En la propuesta de reforma a «la Constitución lo que se plantea es tratar de recoger algo que en la práctica ya se ha dado», declaró a periodistas al salir de una actividad sobre responsabilidad social empresarial.
Halleslevens citó los ejemplos de los coroneles activos Hugo Argüello, quien es director del Instituto de Medicina Legal; y Wagner Molina Pérez, que es parte del equipo jurídico de Nicaragua ante la Corte Internacional de Justicia (CIJ) de La Haya.
Afirmó que ambos utilizaron un recurso legal para pasar a la vida civil por períodos específicos, sin retirarse de la vida militar.
«Los (militares) que están en servicio activo tienen varias situaciones: están de baja, en comisión de servicio o activos. Cuando están de comisión de servicio prestan su trabajo por un tiempo determinado», explicó el dignatario.
Distintos sectores nicaragüenses han criticado que la enmienda otorgue mayores facultades al Ejército, que controlarían el espectro radioeléctrico y de telecomunicaciones, y sus oficiales generales podrían ocupar cargos públicos sin renunciar a su vida militar.
«De repente queremos pensar que Daniel Ortega o el que esté de presidente, va a querer tener un gobierno con 10 ó 15 ministros militares, creo que eso no va a suceder», insistió Halleslevens.
El Centro Nicaragüense de los Derechos Humanos advirtió en la víspera que «el nombramiento de militares activos en instituciones del Estado es equivalente a afirmar que en la sociedad no existen nicaragüenses capaces de asumir un cargo público, lo cual contrasta con nuestra realidad y simplemente resulta inaceptable».

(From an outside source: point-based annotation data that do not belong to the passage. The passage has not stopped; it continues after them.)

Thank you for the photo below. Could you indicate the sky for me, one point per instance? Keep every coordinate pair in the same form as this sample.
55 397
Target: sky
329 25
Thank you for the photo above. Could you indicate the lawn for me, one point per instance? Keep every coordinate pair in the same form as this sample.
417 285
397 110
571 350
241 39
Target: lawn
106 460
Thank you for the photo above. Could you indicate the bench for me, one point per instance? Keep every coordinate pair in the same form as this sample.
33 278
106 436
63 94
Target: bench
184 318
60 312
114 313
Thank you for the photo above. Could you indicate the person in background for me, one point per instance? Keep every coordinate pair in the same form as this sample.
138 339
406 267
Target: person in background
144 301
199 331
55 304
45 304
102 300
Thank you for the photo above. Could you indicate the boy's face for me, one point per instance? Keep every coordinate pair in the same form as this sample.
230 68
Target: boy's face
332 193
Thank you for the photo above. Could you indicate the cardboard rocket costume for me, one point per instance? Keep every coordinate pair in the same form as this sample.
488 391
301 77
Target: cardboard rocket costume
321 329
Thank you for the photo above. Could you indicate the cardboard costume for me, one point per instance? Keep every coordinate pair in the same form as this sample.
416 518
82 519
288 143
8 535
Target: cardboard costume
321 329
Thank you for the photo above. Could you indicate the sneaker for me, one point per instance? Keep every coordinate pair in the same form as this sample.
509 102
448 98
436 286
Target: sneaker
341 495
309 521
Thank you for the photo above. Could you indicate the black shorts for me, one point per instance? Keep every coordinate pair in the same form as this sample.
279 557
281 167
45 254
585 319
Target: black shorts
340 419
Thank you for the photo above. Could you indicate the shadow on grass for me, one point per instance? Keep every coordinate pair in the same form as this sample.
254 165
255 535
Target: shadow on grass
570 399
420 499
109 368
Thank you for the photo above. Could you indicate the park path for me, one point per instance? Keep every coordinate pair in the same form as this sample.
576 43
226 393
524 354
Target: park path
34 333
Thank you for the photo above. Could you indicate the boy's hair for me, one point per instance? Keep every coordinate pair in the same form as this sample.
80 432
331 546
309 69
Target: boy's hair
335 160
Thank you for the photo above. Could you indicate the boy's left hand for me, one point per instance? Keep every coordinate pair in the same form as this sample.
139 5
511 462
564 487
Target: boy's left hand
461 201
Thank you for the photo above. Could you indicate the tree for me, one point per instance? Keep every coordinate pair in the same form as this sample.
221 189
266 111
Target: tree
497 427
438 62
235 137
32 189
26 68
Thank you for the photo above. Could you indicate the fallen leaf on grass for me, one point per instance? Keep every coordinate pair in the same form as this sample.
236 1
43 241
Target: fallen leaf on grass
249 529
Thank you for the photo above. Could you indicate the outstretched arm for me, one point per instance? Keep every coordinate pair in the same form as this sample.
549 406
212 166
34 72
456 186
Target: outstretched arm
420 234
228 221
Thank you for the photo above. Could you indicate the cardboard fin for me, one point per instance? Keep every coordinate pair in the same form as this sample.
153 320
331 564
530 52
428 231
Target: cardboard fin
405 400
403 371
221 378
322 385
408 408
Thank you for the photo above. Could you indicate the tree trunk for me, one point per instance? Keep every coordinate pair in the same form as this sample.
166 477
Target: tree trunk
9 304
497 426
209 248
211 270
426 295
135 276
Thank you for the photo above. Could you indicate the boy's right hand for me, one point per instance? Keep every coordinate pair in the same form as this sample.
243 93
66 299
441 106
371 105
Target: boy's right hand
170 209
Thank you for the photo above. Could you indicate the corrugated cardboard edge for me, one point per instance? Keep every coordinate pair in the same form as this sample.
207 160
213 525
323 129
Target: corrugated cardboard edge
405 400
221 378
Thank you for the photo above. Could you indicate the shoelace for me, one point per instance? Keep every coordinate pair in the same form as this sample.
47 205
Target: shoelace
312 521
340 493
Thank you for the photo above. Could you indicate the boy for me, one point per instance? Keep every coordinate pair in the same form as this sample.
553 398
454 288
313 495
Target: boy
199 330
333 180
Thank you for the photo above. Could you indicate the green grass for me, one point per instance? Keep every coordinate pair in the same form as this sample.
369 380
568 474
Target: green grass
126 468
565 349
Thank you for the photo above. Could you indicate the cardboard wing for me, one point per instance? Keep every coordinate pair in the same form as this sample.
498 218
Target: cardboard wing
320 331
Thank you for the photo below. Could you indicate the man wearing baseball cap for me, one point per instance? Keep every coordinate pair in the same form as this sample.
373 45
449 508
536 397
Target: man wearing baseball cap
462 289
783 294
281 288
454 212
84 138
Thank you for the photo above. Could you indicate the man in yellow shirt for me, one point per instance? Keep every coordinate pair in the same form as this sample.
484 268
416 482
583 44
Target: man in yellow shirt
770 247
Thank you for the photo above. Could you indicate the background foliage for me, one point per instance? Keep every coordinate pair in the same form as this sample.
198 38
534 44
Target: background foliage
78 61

Para esa ONG, «reforzar la idea que sólo los militares pueden instaurar el orden en el país es promover la cultura de militarización del Estado en detrimento de la institucionalidad democrática, lo que es contrario al derecho a la paz».
La enmienda constitucional es revisada actualmente por una comisión legislativa especial, con mayoría sandinista, conformada para darle seguimiento.
Las reformas parciales constitucionales en Nicaragua requieren ser aprobadas en dos legislaturas y con al menos el 60 % de los 92 diputados que integran la Asamblea Nacional, es decir con 56 votos.